Hal asks, "Dude, Where's My Blog?"

Wow, the last couple of weeks have been a blur, huh? I can't remember much, but now I have a lifetime supply of pudding in the kitchen, a new track suit, and a strange tattoo on my back. Plus there are a couple of weird Swedish sounding dudes hanging around.

But none of that shall deter us from getting back on our Command Line Kung Fu horse. Today's challenge is counting lines of code. Now I'm not a big fan of "lines of code" as a metric, but sometimes it's useful to know. However, I'm generally not interested in blank lines (which for me also includes lines that are entirely whitespace) and lines which only contain comments. So we'll want to filter those out before running the remaining lines through "wc -l".

sed is probably the easiest way to get rid of the stuff we don't want:

$ sed '/^[ \t]*$/d; /^[ \t]*#/d' .bashrc | wc -l

The first part of the sed expression-- "/^[ \t]*$/d"-- matches the beginning of line ("^") followed by zero or more instances of space or tab ("[ \t]*") followed by end of line ("$").

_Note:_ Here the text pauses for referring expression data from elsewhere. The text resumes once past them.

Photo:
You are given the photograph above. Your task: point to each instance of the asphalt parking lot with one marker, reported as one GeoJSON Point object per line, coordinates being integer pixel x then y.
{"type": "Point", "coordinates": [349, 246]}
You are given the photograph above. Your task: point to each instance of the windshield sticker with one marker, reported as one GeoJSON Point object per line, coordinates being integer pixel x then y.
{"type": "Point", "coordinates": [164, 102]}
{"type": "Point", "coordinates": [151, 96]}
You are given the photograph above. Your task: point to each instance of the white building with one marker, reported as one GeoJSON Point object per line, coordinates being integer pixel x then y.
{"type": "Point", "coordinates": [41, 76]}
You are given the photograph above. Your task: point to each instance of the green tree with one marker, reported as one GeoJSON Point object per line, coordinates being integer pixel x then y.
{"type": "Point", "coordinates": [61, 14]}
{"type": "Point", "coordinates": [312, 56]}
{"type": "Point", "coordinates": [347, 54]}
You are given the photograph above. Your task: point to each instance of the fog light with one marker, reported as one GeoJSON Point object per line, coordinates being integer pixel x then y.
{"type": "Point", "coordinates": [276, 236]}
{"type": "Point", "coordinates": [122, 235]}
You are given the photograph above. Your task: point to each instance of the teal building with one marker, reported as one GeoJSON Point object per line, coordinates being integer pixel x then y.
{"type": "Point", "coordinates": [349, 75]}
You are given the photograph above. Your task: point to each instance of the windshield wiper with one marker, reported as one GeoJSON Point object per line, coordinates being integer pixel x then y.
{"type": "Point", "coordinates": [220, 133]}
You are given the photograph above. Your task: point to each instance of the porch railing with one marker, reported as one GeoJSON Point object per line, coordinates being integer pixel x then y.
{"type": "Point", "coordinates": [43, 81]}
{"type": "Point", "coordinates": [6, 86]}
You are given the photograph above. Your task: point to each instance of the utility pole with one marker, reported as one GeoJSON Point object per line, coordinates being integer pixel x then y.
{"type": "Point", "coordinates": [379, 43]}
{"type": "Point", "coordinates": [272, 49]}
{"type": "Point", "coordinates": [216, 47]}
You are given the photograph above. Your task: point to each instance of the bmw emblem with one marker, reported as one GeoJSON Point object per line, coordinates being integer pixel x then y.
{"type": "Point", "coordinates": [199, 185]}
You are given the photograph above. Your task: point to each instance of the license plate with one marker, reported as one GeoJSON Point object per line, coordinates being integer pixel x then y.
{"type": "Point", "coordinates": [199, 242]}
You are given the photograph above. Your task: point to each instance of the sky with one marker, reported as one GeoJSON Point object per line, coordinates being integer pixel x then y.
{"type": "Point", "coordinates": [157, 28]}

If we match, then the "d" after the regex means drop the current line without printing and move on to the next.

The second regex is similar. It matches any amount of whitespace from the start of the line ("^[ \t]*") followed by a comment character ("#"). Obviously, the comment character you match will vary by programming language, but here we're working with shell code ("#" also works fine for Perl and many other scripting languages).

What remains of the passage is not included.